Anglobal was born out of this need to provide the services that no one wanted, offered in places no one else was available. It was a difficult process – there was a lack of a skilled workforce and we had to recruit and train people. Then we started growing. We started the company with 30 people and now directly employ around 700, and another 200 indirectly as service providers.
What are Anglobal’s core activities?
We are an engineering company – we provide engineering and services for telecommunications and energy sectors. Beyond this, our biggest business segment is technical operations and maintenance services. This is where Anglobal is at its best. We are always ready – 24 hours of the day – because operations do not stop. If you go from Luanda to Benguela for example, most of the telecommunication sites that you see on the roads are serviced by Anglobal. Telecommunication support services and logistics are particularly strong segments in Angola.
To be able to support such a huge extension of territory, as in Angola, we had to come up with our own logistics system. Back in 2003, there were no companies that could provide adequate logistics services, so we had to develop our own system that is strong and ramified throughout the country. This was our own internal logistical system, but the goal is to be able to offer it to third party companies as well. Around 96% of our fleet is available 24 hours, hence our huge fossil fuel dependency. We transport and deliver roughly 1.3 million liters every month from Cabinda to Benguela and Cuando Cubango, which requires extensive logistics and infrastructure.
What differentiates Anglobal from other engineering companies?
What makes Anglobal unique is that it is never static. We are always thinking about how to improve and prepare for tomorrow. We could have just laid low working with fossil fuels for example but, by observing emerging trends, we chose to expand and work increasingly to renewable energy. Within Anglobal, there is a company called “ANTOSC,” whose core business is infrastructure sharing. This is the first Tower Co company in the country. Three years ago we started thinking about the future as sharing infrastructure, instead of each operator setting up its own structure, hence when our top management saw this need emerging the project was put in place.
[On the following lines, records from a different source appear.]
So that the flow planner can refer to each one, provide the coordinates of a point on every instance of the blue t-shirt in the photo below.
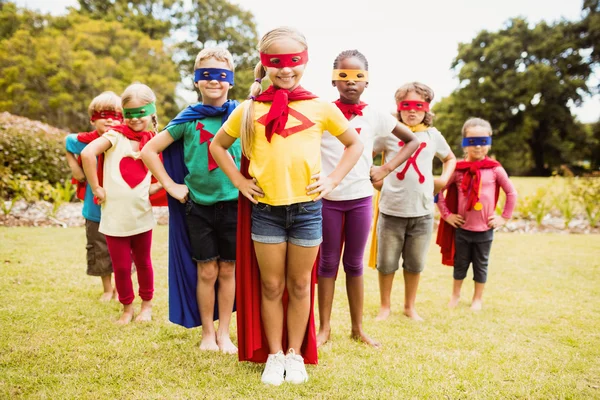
(90, 210)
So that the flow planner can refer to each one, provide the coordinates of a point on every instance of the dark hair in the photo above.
(349, 54)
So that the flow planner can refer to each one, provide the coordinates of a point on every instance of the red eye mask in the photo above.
(115, 115)
(407, 105)
(284, 60)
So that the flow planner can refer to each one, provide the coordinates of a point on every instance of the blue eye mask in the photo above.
(477, 141)
(216, 74)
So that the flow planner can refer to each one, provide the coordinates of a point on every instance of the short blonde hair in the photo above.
(143, 93)
(247, 129)
(105, 101)
(473, 122)
(422, 90)
(218, 53)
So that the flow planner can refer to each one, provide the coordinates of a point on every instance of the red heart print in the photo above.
(133, 171)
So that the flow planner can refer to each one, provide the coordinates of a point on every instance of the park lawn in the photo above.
(537, 337)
Our biggest differentiator is that Anglobal comes up with innovative solutions. Last year, we bought two industrial units from a state asset liquidation program – one of these factories was set up to manufacture infrastructure and the other one was for hot galvanization. We bought the assets from each factory in order to set up our own factory that manufactures infrastructures and galvanization, working under the commercial brand Galvostahl. All infrastructure that is set up in Angola such as transmission towers, is imported so, our goal is to start producing it locally. This year we are already building a second transmission tower. If everything goes as planned, we will have produced around 40 towers by the end of the year. This will help decrease our dependence on imports.
What measures has Anglobal taken to encourage local content development?
Anglobal is an Angolan company with Angolan shareholders. When we started the company, around 15% of our employees were not Angolans. Today, we are down to just three percent. We began by setting up towers, but after setting them up, we asked ourselves: ‘What is next? Who is going to operate and maintain them?’ So, we developed expertise in this sense. We want our technicians in Angola to have similar skills and salaries to those coming from abroad. In order to achieve this, people must have the right skill-set. We set up an academy to help train our employees. Our Anglobal Academy was certified last year by the Ministry of Mineral Resources, Petroleum and Gas. We are constantly trying to improve the skills and quality of life of the people in Angola.
What was the rationale behind Anglobal’s regional and international expansion?
We started in São Tomé and Príncipe in 2014 and in Cape Verde in 2015. This was a challenge that Anglobal had to explore beyond our borders. In São Tomé, we were part of the setting up of a local telecommunications operator network. We provided the data center for the project, brought the gensets and competed for and won the post-setup maintenance services. In Cape Verde our experience was similar. We also recently opened an engineering office in Portugal. This was due to the fact that there was a substantial exodus of experts from Europe due to Angola’s currency devaluation. We needed this know-how, so we set up a company in Europe to house our engineers. They support the development of many projects jointly with our local teams. During the implementation phase of a project those engineers will join us in Angola. We are at the moment going through a consolidation phase among all of our representations. This network was created out of a need to expand beyond Angola, save on costs and deliver the same quality services everywhere.